The asset size shrunk by almost 40 per cent to $29.8 billion in the March quarter from $49.4 billion recorded in the previous quarter. Consequently, the percentage allocation of these funds in the total offshore fund assets of Indian equity markets dropped to 18 per cent from 20 per cent in the December quarter.
"The future trend of the flows in the India-focussed offshore fund and ETF category would revolve around how India fares in its fight against the coronavirus pandemic versus other comparable countries and how the government brings the country's dwindling economy back on track amid multiple hindrances," says the report.

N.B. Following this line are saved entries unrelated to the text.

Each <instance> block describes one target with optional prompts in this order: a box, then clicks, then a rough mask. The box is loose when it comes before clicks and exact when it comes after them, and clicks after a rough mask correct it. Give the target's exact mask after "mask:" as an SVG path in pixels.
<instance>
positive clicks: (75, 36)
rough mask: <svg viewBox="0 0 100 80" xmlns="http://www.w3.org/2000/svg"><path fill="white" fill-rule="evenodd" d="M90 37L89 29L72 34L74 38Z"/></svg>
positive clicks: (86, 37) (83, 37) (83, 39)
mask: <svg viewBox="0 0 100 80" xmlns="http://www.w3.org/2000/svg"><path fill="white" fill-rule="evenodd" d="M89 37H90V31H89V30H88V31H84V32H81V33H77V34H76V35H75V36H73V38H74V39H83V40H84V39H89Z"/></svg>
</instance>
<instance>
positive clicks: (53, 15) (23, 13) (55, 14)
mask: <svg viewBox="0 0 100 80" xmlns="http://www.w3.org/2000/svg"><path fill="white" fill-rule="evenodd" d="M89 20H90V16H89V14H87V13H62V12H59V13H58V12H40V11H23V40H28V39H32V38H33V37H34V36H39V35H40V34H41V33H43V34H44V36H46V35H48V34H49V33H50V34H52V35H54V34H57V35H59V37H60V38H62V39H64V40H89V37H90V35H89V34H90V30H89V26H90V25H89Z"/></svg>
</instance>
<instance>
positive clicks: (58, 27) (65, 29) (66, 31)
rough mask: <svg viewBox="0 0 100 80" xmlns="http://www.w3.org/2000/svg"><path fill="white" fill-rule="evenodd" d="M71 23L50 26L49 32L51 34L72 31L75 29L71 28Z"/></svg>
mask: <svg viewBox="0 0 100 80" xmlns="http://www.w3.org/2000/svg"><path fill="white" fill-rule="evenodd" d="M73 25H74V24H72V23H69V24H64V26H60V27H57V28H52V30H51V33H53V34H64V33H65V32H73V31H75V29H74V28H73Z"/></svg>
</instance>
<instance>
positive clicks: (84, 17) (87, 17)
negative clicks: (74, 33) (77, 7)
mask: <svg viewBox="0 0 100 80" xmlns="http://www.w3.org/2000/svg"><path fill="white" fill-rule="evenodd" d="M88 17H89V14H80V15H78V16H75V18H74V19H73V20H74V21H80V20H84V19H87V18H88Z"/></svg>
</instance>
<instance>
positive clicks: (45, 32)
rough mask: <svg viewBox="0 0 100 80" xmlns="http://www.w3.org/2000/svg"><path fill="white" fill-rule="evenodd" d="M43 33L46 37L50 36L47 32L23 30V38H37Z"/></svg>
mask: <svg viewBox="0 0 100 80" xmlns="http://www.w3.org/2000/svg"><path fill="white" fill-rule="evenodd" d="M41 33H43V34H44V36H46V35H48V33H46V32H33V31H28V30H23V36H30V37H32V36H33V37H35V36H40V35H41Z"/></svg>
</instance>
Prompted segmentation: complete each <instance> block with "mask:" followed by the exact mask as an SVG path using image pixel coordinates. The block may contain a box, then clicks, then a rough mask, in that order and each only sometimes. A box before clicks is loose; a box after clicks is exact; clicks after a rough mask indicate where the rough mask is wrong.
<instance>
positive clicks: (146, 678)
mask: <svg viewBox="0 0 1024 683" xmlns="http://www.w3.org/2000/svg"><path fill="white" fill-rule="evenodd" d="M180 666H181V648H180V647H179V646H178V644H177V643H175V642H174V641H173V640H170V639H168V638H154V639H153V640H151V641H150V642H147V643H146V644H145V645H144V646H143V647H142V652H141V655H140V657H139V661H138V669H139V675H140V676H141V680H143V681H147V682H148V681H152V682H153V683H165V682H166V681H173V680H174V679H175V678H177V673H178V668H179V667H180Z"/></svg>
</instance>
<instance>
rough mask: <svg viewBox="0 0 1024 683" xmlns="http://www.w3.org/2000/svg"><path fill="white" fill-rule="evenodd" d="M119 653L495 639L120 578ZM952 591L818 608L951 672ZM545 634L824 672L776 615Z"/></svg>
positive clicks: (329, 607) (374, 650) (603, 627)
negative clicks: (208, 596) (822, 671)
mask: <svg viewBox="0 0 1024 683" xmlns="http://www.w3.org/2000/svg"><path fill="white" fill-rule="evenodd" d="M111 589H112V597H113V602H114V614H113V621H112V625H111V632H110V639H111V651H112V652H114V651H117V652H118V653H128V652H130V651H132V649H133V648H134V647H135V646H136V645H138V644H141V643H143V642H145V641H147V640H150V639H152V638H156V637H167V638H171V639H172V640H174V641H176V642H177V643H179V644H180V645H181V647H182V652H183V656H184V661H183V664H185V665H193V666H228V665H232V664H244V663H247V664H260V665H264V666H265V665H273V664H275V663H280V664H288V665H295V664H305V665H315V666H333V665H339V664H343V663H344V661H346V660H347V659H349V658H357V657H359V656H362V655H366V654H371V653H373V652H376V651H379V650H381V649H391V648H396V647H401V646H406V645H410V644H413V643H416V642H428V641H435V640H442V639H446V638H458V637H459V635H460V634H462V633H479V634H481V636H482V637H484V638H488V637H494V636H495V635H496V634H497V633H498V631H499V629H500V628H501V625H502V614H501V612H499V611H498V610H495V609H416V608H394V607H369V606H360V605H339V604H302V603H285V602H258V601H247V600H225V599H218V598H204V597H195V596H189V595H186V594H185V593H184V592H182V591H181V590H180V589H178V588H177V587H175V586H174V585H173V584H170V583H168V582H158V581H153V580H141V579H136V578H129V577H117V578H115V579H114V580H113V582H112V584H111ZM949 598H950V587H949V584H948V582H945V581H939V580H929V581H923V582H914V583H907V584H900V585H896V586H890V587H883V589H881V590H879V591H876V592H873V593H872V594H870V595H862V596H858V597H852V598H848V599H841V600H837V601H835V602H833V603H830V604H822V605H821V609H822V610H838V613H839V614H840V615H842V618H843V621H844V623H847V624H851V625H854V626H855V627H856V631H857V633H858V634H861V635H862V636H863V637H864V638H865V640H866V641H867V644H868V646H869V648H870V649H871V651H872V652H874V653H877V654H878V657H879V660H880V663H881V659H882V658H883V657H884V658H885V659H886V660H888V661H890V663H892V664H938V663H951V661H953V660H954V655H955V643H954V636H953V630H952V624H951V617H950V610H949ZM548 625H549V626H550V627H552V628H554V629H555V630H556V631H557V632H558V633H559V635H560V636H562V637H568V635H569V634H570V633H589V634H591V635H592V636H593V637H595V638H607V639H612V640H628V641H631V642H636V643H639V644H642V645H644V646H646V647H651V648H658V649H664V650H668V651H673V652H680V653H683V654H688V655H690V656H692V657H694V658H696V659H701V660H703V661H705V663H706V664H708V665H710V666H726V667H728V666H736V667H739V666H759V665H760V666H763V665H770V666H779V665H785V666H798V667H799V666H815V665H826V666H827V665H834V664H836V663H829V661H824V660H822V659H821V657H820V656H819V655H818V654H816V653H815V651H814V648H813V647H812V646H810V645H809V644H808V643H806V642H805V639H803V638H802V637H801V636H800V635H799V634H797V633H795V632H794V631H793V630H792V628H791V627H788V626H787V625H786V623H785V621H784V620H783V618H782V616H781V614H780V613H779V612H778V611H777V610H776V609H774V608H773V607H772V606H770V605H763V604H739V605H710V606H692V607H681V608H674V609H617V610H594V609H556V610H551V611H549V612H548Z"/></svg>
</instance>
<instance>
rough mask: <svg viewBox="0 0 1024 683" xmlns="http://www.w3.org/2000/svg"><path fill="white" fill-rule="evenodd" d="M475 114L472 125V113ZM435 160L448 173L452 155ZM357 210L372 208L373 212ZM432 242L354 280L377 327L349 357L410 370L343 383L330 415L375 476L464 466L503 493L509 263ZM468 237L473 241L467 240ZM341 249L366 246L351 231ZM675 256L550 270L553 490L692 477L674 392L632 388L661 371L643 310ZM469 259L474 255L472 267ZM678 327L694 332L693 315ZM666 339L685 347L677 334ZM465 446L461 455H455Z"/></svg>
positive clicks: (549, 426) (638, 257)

Looking into the performance, the category fell by 31.6 per cent during the quarter compared to 28.5 per cent fall in the S&P BSE Sensex. The S&P BSE Midcap and S&P BSE Small cap indexes slipped 29.4 per cent and 29.9 per cent, respectively. Meanwhile, US dollar-denominated MSCI India USD Index clocked a negative return of 31.1 per cent.
The quarter also saw foreign institutional investors pulling out $6.4 billion from the Indian equity markets and $9.5 billion from the Indian debt markets. April saw a net outflow of $904 million from the equity space, while May turned out to be a positive month with FIIs turning net buyers for the month. They have pumped in net assets worth $2.8 billion so far till May 12.
"With the expectation of selective relaxation in the lockdown and a gradual opening of economic activity in the country, foreign investors will be closely watching the developments on this front and for how quickly India gets back on the path of economic growth. They will continue to watch the coronavirus, its spread, and its likely impact on the economy while making investment decisions in India," the report says.